Rotamerically Induced Perturbations with Langevin dynamics (L-RIP) & Rotamerically Induced Perturbations of a pseudo-Ligand (RIPlig)
L-RIP and RIPlig are two non-equilibrium MD approaches aimed at identification of slow conformational changes of a binding site
They are an extention of the Rotamerically Induced Perturbation (RIP) MD approach proposed by Ho and Agard (http://boscoh.com/rip/), which employs perturbation of side-chain torsional motion for initiating large-scale protein movement. RIP enables protein flexibility that normally occurs on the microsecond or longer time scale (for example, distortion of secondary and tertiary structure) to be explored.
In Langevin-RIP (L-RIP) approach perturbation is applied to the side chains of the binding site residues, but the original RIP procedure is modified by using a Langevin thermostat in the simulations instead of the original constant-energy conditions. This ensures that the average protein temperature is preserved during the MD simulations. Additionally, the friction term enables the elements of the protein structure with fast relaxation times to equilibrate within each perturbation pulse. This makes it possible to increase the number of pulses and, thus, enhance sampling of slow conformational variations.

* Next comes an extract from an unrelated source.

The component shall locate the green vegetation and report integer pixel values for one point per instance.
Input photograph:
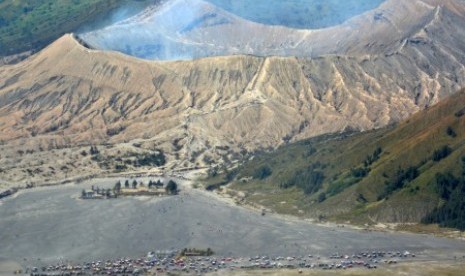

In RIPlig, the perturbation procedure is applied not to each protein residue, but to an artificial molecule placed in the binding pocket with repetitions starting with different positions of the molecule, which enables flexible regions of the binding site to be identified in a small number of MD simulations of several picoseconds duration.
Running L-RIP or RIPlig
L-RIP & RIPlig are implemented as a part of RIP package written in Python and making use of NAMD software.
A modified package can be downloaded and executed as a stand-along program.
L-RIP & RIPlig methods are also implemented in a TRAPP web-server as a part of a workfolow for simulation of the binding site flexibility and prediction of transient binding pockets.